Inside the ROI, we performed a variant of histogram matching to ensure homogeneity of corresponding tissue type intensities between the images. This step was a specialization of the intensity scale standardization by Nyul et al. (2000) where the knowledge of the tissue intensity distributions was assumed to be known. Before this, the MR image intensities were rescaled by linearly mapping the range between the 0.5 and 99.5 percentile intensities to the full image intensity range. Then, the median image intensities in the FreeSurfer CSF, gray matter, and white matter histograms were located in the ROI. These intensities were aligned using piece-wise linear intensity transformation.

LDDMM-based diffeomorphic registration

LDDMM (Beg et al., 2005) generates a diffeomorphic transformations that is smooth and has a smooth inverse, thus anatomy is mapped consistently, without fusions or tears, while preserving smoothness of anatomical features. A three-step procedure for computing the optimal diffeomorphic transformation was developed in a multi-resolution coarse-to-fine strategy. At each step, LDDMM was initialized with the optimal velocity vector field and map computed at the previous step, with additional anatomical information added into the optimization process. This strategy was designed to guide the optimization away from potential local minima. In the first step, LDDMM was performed using the FreeSurfer CSF labels, or equivalently, the portion of the ventricles in the ROI. In the second step, the ROI was smoothed [convolution with a 3 × 3 × 3 voxel Gaussian mask of 0.5-voxel standard deviation (SD)] and LDDMM was then performed on the ROI. In the third step, a second LDDMM was performed with the smoothing removed. After the above multi-step mapping, the template surface in the atlas space was propagated to the target ROI space using the final LDDMM transformation, followed by the inverse affine transformation to the target’s whole brain space, thus generating the final hippocampus surface in the target.

Hippocampal Subfields

Left and right hippocampal volumes in each subject were calculated as the volumes enclosed by the hippocampal surfaces. An average hippocampal surface constructed from 86 healthy subjects from Wang et al. (2006) was used as a reference surface, from which linear displacements of each subject’s hippocampal surface was calculated at each surface vertex. For each subject, deformations were averaged within surface zones that represent surface deformations for CA1, subiculum, and remainder [CA2, 3, 4, dentate gyrus (DG)] subfields (Csernansky et al., 2005; Wang et al., 2006). Negative values for these measures represented inward variation of the surface while positive values for these measures represent outward variation of the surface. Note what were referred to as lateral, inferior-medial, and superior zones in Wang et al. (2006) were referred to as CA1, subiculum, and remainder subfields, respectively, in the present study.

Data Analysis

All statistical analyses were performed in SAS (SAS Institute, 2000). For volume comparison, we included left and right hippocampal volumes in a repeated-measures analysis of variance (ANOVA) with CDR status as main effect and hemisphere as repeated factor. For subfield deformation comparisons, deformation values from each surface zone were entered into a repeated-measures ANOVA, with CDR status as main effect, hemisphere and surface zone deformations as repeated measurements. Surface zone deformations were listed as “identity” in the repeated statement in SAS. Gender was used as a covariate throughout. Effect sizes (Cohen’s d) were also calculated for each zone per hemisphere.

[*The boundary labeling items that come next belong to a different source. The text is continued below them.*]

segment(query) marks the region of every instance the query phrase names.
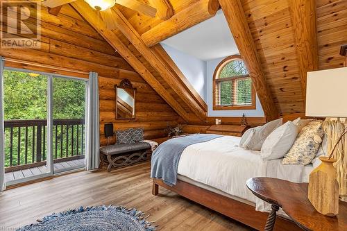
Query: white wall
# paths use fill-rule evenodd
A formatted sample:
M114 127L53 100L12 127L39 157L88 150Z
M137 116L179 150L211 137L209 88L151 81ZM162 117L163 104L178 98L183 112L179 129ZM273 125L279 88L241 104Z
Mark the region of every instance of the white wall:
M217 66L221 62L224 58L217 58L214 60L206 61L206 95L208 110L208 116L209 117L242 117L244 113L246 117L264 117L264 111L262 110L259 99L256 97L256 109L255 110L213 110L213 98L212 98L212 81L213 74Z
M206 62L164 44L162 43L162 46L200 96L206 102Z
M244 113L246 117L264 116L257 96L255 110L213 110L213 73L225 57L203 61L164 44L162 43L162 46L208 105L208 116L237 117L242 117Z

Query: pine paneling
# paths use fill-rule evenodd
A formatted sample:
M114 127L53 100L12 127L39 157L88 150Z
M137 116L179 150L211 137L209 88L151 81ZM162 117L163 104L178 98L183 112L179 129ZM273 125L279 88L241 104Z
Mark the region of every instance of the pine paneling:
M340 46L347 44L347 1L317 1L319 69L344 67Z
M1 49L0 55L81 71L98 72L102 145L107 144L103 135L105 123L113 123L115 129L144 127L146 139L162 140L166 136L164 129L167 123L174 126L180 119L172 108L69 5L65 5L58 16L49 15L44 7L42 12L42 49ZM12 62L7 65L87 78L85 74L37 66ZM114 85L123 78L128 78L137 88L136 118L133 120L115 119ZM115 141L113 138L111 142Z

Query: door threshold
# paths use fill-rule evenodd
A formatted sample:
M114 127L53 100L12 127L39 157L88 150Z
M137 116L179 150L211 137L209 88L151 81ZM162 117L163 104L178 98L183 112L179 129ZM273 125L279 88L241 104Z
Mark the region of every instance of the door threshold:
M22 187L24 185L31 185L31 184L36 183L38 182L51 180L51 179L53 179L55 178L62 176L71 174L71 173L77 173L77 172L83 171L85 171L85 169L84 166L81 167L81 168L78 168L78 169L70 169L68 171L61 171L61 172L57 173L53 176L50 175L49 173L46 173L47 176L46 176L46 173L45 173L45 174L42 174L42 175L35 176L33 177L28 177L26 178L11 180L11 181L6 182L6 189L5 190L9 190L9 189L17 188L19 187Z

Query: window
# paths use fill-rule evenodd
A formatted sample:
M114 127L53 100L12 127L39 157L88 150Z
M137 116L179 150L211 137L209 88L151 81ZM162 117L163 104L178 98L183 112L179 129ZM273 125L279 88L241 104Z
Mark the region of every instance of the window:
M213 110L244 109L255 109L255 92L241 56L229 56L213 75Z

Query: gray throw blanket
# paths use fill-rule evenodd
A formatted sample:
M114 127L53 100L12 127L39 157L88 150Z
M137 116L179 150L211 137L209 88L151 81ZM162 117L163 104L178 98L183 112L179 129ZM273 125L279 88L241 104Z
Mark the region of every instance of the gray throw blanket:
M169 186L177 182L177 170L180 155L189 145L206 142L221 135L198 134L169 139L160 144L152 154L151 177L162 179Z

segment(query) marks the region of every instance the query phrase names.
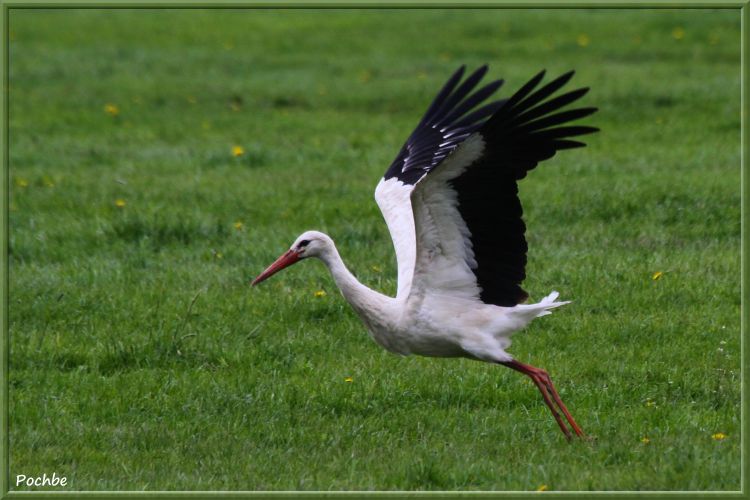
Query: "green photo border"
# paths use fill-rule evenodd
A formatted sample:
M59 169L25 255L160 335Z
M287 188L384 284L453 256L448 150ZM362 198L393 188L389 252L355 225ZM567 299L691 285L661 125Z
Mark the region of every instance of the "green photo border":
M296 8L316 8L316 9L341 9L341 8L444 8L444 9L469 9L469 8L524 8L524 9L549 9L549 8L589 8L589 9L728 9L740 10L741 16L741 303L746 302L746 284L748 282L748 238L746 233L748 215L750 215L747 196L748 196L748 175L746 162L748 158L748 141L746 132L748 125L748 94L747 82L750 79L750 69L746 61L748 53L748 35L747 28L750 25L750 10L748 6L750 0L633 0L633 1L603 1L603 0L546 0L546 1L518 1L518 0L470 0L459 2L456 0L382 0L379 2L371 0L352 1L352 0L278 0L278 1L252 1L252 0L220 0L210 2L207 0L157 0L154 2L145 1L127 1L127 0L91 0L91 1L67 1L67 0L0 0L0 24L2 24L2 85L3 98L0 100L0 151L2 151L2 168L3 175L0 184L2 184L2 217L0 218L0 239L2 239L2 266L0 266L0 283L2 284L2 300L0 301L0 321L2 323L2 332L0 333L0 370L2 379L2 411L0 411L0 498L296 498L296 497L429 497L429 498L457 498L457 497L492 497L492 498L526 498L534 495L544 495L546 497L569 497L578 496L587 497L607 497L607 498L703 498L703 497L727 497L727 498L750 498L748 496L748 474L745 452L747 447L746 436L750 431L746 417L747 413L747 382L748 382L748 363L745 357L746 333L750 316L747 308L741 307L741 490L736 492L681 492L681 491L664 491L664 492L410 492L410 491L386 491L386 492L359 492L359 491L341 491L341 492L314 492L314 491L139 491L139 492L119 492L119 491L9 491L10 485L10 443L9 443L9 412L8 412L8 354L9 354L9 335L8 335L8 305L9 305L9 265L8 265L8 244L9 244L9 223L8 223L8 192L9 192L9 121L8 121L8 104L9 104L9 14L14 9L41 9L41 8L114 8L114 9L135 9L135 8L275 8L275 9L296 9Z

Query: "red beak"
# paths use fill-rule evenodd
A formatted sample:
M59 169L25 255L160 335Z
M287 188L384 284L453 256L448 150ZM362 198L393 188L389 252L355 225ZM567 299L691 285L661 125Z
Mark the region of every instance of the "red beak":
M287 250L284 255L276 259L276 262L268 266L265 271L260 273L258 277L253 280L252 285L255 286L261 281L267 280L285 267L289 267L295 262L299 262L299 260L300 258L297 252L295 252L294 250Z

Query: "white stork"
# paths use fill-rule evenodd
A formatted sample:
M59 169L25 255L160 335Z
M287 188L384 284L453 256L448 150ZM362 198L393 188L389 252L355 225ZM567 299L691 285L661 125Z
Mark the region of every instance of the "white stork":
M596 108L560 111L588 88L550 98L572 71L537 89L542 71L510 98L485 104L503 81L474 91L487 66L460 83L464 70L443 86L375 189L398 259L396 297L357 281L333 240L317 231L303 233L252 284L317 257L375 342L401 355L465 357L521 372L565 436L572 434L560 413L583 436L547 372L506 350L514 332L568 303L554 291L523 303L527 244L517 181L558 150L584 146L570 138L598 129L561 125Z

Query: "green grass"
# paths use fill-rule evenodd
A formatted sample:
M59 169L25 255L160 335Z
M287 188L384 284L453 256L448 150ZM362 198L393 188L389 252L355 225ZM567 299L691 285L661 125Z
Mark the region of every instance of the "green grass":
M739 29L738 11L11 11L11 487L739 489ZM393 293L372 191L450 72L484 62L506 95L575 68L600 108L588 148L522 183L525 287L574 302L511 349L591 442L510 370L386 353L318 263L248 285L319 229Z

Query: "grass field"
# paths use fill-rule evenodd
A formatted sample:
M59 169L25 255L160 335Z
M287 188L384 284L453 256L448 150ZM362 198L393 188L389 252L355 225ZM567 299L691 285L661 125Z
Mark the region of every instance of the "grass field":
M740 488L739 11L14 10L10 36L11 489ZM600 108L522 183L525 288L573 303L510 350L591 442L510 370L386 353L318 263L249 287L319 229L394 293L372 191L484 62L505 95L574 68Z

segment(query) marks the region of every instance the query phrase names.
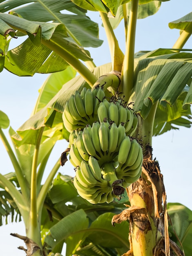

Finally, to determine post hoc whether hippocampal volume and surface zone deformations could be used for discriminant purposes, logistic regression procedures were used to determine odds ratios, significance (95% confidence limits) and the C-statistics for each variable (i.e., volume and surface zone deformation). The odds ratio is like regression coefficients, whereas the C-statistic is like area under the ROC curve, which can be interpreted as probability of correct classification. An alpha of 0.05 was maintained for all analyses.

For evidence of replication, the results from the above statistical tests were compared with the results from Wang et al. (2006), where LMK + HDBM-LD was used to generate the same kinds of hippocampal volume and surface subfield deformation measures as in the current study. The caveat, however, was that only 79 (27 CDR 0.5, 52 CDR 0) subjects were common to both studies. This was because FLASH scans were used in Wang et al. (2006), MPRAGE scans were used in the present study, and only a portion of the subjects from our previous study had also MPRAGE images at scanning. Also, some subjects included in the present study had not enrolled in the previous study. We therefore could not make a complete comparison with the published data. However, we used the hippocampal data for these subjects from 2006 to correlate with the hippocampal data derived from FS + LDDMM pipeline on these overlapping subjects. Spearman Correlation was calculated between the two methods. Significance was reported without correction for multiple comparisons.


The difference between the DAT group and the non-demented control group is visualized in Figure 1, with the boundaries between the three zones of the hippocampal surface (i.e., CA1, subiculum, and remainder) drawn in black. Areas of hippocampus showing the greatest group differences (as marked by the blue colors) are concentrated in the CA1 and subiculum surface zones. This pattern of deformation resembles our previous findings (Wang et al., 2006). It should also be noted that most of the lateral aspects of the hippocampal surface (also in the CA1 subfield zone) showed much of the inward deformation, a pattern that we have previously reported in non-overlapping subjects (Csernansky et al., 2000; Wang et al., 2003).

Visualization of the pattern of hippocampal surface deformation in subjects with very mild DAT compared with non-demented subjects. Panel a shows the left and right hippocampi from the top (dorsal surface), while panel b shows the left and right hippocampi ...

Mean hippocampal volume and surface zone deformation with respect to the healthy, reference group mean from Wang et al. (2006) are listed in Table 2 for the DAT and control groups. There was a significant group effect on volume (F = 43.0, df = 1,210, P < 0.0001) and subfield surface deformations (F = 12.1, df = 3,208, P < 0.0001). When the DAT group was compared with the control group, the effect sizes were negative, indicating that the DAT subjects had smaller hippocampal volumes and more inward surface zone deformations. As in the previous study, we found larger effects in the CA1 and subiculum surface zone deformations than in the remainder zone.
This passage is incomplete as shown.